One basic idea to make writing reproducible reports easier is what’s known as literate statistical programing (or sometimes called literate statistical practice). This comes from the idea of literate programming in the area of writing computer programs.

The idea is to think of a report or a publication as a stream of text and code. The text is readable by people and the code is readable by computers. The analysis is described in a series of text and code chunks. Each kind of code chunk will do something like load some data or compute some results. Each text chunk will relay something in a human readable language. There might also be presentation code that formats tables and figures and there’s article text that explains what’s going on around all this code. This stream of text and code is a literate statistical program or a literate statistical analysis.

5.2 Weaving and Tangling

Literate programs by themselves are a bit difficult to work with, but they can be processed in two important ways. Literate programs can be weaved to produce human readable documents like PDFs or HTML web pages, and they can tangled to produce machine-readable “documents”, or in other words, machine readable code. The basic idea behind literate programming in order to generate the different kinds of output you might need, you only need a single source document—you can weave and tangle to get the rist. In order to use a system like this you need a documentational language, that’s human readable, and you need a programming language that’s machine readable (or can be compiled/interpreted into something that’s machine readable).

5.3 Sweave

One of the original literate programming systems in R that was designed to do this was called Sweave. Sweave uses a documentation program called LaTeX and a programming language, which obviously is R. It was originally developed by Fritz Leisch, who is a core member of R, and the code base is still maintained by R Core. The Sweave system comes with a any installation of R.
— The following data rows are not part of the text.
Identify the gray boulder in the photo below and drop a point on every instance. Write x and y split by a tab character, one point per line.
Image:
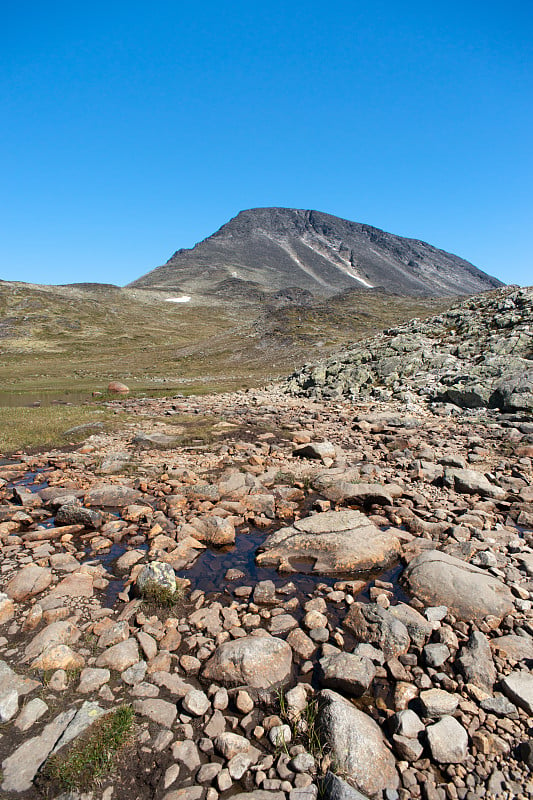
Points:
74	514
259	662
158	573
332	543
357	746
471	594
475	662
448	741
347	673
468	481
518	686
336	788
373	624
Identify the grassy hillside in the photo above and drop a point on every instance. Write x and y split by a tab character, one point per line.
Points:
79	337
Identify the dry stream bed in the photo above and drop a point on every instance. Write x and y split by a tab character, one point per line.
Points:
400	668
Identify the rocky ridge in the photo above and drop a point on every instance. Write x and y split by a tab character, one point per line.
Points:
279	249
423	669
478	354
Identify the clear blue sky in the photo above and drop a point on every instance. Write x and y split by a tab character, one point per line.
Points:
130	129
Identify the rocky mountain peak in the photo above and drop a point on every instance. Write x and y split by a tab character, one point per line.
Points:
280	248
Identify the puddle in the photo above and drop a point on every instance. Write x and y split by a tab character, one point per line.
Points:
210	568
33	480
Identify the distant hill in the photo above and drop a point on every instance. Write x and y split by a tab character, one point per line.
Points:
273	249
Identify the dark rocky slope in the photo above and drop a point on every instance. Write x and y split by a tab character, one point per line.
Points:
270	249
477	354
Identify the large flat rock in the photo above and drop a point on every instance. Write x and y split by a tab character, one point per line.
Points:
357	745
260	662
470	593
330	543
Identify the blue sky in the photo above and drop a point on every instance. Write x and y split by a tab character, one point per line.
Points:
131	129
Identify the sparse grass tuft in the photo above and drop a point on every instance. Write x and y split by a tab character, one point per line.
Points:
44	427
304	727
93	755
156	597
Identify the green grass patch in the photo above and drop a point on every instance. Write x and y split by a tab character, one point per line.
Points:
157	598
44	427
94	754
304	727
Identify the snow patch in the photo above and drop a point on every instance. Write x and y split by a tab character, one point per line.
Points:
183	299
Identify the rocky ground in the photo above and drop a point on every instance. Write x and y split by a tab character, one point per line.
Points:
352	613
478	354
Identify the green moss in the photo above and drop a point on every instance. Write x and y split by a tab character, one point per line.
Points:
93	754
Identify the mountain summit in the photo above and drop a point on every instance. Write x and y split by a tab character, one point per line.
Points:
272	249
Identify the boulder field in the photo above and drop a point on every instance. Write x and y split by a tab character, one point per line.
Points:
324	598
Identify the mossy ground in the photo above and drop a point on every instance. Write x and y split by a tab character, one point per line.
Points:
93	755
72	339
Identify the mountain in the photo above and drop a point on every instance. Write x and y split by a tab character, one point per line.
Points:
273	249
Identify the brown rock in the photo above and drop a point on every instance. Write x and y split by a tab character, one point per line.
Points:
29	581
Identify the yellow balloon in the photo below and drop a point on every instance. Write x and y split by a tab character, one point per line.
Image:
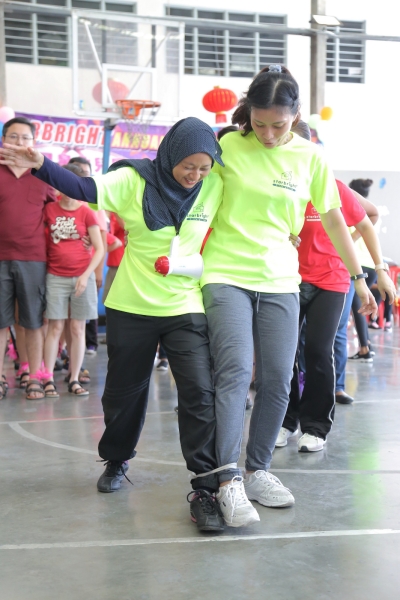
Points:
326	113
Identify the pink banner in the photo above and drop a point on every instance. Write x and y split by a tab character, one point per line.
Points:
60	139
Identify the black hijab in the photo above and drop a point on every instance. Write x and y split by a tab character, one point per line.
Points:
166	202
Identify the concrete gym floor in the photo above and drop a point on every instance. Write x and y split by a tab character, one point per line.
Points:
61	540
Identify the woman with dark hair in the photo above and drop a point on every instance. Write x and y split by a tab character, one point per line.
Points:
362	186
325	282
250	283
174	195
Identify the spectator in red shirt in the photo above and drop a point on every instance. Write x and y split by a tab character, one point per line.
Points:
92	324
115	255
23	253
70	282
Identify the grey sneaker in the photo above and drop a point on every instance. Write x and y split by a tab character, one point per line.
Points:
310	443
110	480
266	489
283	436
234	504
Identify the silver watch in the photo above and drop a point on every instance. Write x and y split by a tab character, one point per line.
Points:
383	267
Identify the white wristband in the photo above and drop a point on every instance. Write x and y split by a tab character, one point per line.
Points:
382	266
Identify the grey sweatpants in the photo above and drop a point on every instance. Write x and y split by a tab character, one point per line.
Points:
239	321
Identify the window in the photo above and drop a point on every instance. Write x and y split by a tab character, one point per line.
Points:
345	58
225	52
44	39
19	37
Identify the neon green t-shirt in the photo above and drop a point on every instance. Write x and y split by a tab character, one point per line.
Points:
266	192
137	287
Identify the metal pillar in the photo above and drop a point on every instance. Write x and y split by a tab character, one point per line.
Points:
109	125
3	90
318	61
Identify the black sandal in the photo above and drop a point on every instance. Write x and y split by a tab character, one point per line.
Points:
34	386
24	382
77	391
84	376
52	393
3	390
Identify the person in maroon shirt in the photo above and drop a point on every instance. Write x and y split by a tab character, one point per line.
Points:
23	253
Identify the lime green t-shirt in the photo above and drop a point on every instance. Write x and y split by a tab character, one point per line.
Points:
266	192
137	287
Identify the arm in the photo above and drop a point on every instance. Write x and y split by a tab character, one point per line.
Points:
100	266
370	209
97	243
368	233
336	228
116	244
80	188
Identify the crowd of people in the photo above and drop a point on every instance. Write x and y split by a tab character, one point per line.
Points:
262	186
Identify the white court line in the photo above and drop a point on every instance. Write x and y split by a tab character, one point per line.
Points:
374	401
159	412
201	540
18	429
385	346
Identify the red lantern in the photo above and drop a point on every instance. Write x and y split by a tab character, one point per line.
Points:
118	90
219	100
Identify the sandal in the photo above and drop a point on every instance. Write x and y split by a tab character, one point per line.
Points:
3	390
84	376
79	391
52	393
24	380
34	386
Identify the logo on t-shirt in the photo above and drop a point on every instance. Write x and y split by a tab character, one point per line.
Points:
312	214
197	213
64	229
285	181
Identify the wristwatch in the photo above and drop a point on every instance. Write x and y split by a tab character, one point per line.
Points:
383	267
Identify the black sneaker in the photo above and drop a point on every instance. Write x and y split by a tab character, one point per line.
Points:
362	357
110	480
204	511
344	398
162	365
249	402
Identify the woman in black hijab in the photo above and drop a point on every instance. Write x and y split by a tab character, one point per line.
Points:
173	195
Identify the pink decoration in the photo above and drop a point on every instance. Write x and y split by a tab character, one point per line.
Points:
6	113
162	265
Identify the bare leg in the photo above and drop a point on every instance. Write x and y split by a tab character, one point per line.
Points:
3	345
21	343
54	332
67	334
77	329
There are many limitations to the original Sweave system. One of the limitations is that it is focused primarily on LaTeX, which is not a documentation language that many people are familiar with. Therefore, it can be difficult to learn this type of markup language if you’re not already in a field that uses it regularly. Sweave also lacks a lot of features that people find useful like caching, and multiple plots per page and mixing programming languages.

5.4 knitr

One of the alternative that has come up in recent times is something called knitr. The knitr package for R takes a lot of these ideas of literate programming and updates and improves upon them. knitr still uses R as its programming language, but it allows you to mix other programming languages in. You can also use a variety of documentation languages now, such as LaTeX, markdown and HTML. knitr was developed by Yihui Xie while he was a graduate student at Iowa State and it has become a very popular package for writing literate statistical programs.

5.5 DEMO: Creating and Knitting Your First R Markdown Document

When creating your first R Markdown document, in RStudio you can

  1. Go to File > New File > R Markdown…

  2. Feel free to edit the Title

  3. Make sure to select “Default Output Format” to be HTML

  4. Click “OK”. RStudio creates the R Markdown document and places some boilerplate text in there just so you can see how things are setup.

  5. Click the “Knit” button (or goto File > Knit Document) to make sure you can create the HTML output

5.6 Summary

  • Literate statistical programming tools can make it easier to write up reproducible documents containing data analyses.

  • Sweave was one of the first literate statistical programming tools, which weaved together a statistical language (R) with a markup language (LaTeX).

  • knitr is a package that builds on the work of Sweave and provides much more powerful functionality, including the ability to write in Markdown and create a variety of output formats.